The big reason that so many people are keen to get into buy to let at the moment is that demand continues to grow.

Research by the property service group Countrywide found that rental properties are disappearing from the market at an astonishing rate. Over quarter three, properties were let on average within 12.7 days of becoming available, a new record.

Viewings of rental properties are also significantly up, by a whopping 17.8% compared to the previous quarter. There are now five tenants competing for each property on the market.

And that demand is pushing rents up once again, with the latest figures from LSL showing they hit an average of £718 in September, yet another new record. For more, check out Stop blaming 'greedy' landlords for rising rents.

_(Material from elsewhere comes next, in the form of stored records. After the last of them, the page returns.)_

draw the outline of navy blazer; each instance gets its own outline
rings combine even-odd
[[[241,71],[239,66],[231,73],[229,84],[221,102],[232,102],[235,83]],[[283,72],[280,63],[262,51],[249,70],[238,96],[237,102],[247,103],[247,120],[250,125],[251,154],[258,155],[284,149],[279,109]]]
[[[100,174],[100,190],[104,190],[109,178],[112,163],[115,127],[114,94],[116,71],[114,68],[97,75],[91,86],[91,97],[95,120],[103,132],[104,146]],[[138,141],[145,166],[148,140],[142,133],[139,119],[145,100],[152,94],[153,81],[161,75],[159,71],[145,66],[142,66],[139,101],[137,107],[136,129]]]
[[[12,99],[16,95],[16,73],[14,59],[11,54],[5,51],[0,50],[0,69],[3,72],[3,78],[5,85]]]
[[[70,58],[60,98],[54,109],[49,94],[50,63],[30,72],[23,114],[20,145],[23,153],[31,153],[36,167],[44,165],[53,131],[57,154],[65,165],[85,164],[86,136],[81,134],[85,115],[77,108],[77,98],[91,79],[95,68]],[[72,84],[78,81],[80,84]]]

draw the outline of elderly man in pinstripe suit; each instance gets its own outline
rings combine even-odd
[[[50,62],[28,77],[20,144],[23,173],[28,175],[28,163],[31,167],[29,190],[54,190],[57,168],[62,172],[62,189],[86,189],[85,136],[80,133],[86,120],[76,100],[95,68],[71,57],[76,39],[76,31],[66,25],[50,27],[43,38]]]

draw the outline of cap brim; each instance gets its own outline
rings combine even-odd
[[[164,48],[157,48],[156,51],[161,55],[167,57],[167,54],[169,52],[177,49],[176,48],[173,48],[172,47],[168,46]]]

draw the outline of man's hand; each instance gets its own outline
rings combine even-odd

With rental properties flying off the shelves, why wouldn’t landlords want to expand their portfolios and cash in?

No option but to rent

That demand for rental properties shows little sign of letting up, either.

My dad has always maintained that renting is essentially throwing money away. You pay your money each month, just like someone with a mortgage, but you don’t end up with the asset of a property at the end. It’s no wonder he’s now an estate agent.

But he’s far from alone in that viewpoint. It’s something seemingly ingrained in the DNA of Brits, to be focused first and foremost on owning your home. However, doing that is becoming ever tougher.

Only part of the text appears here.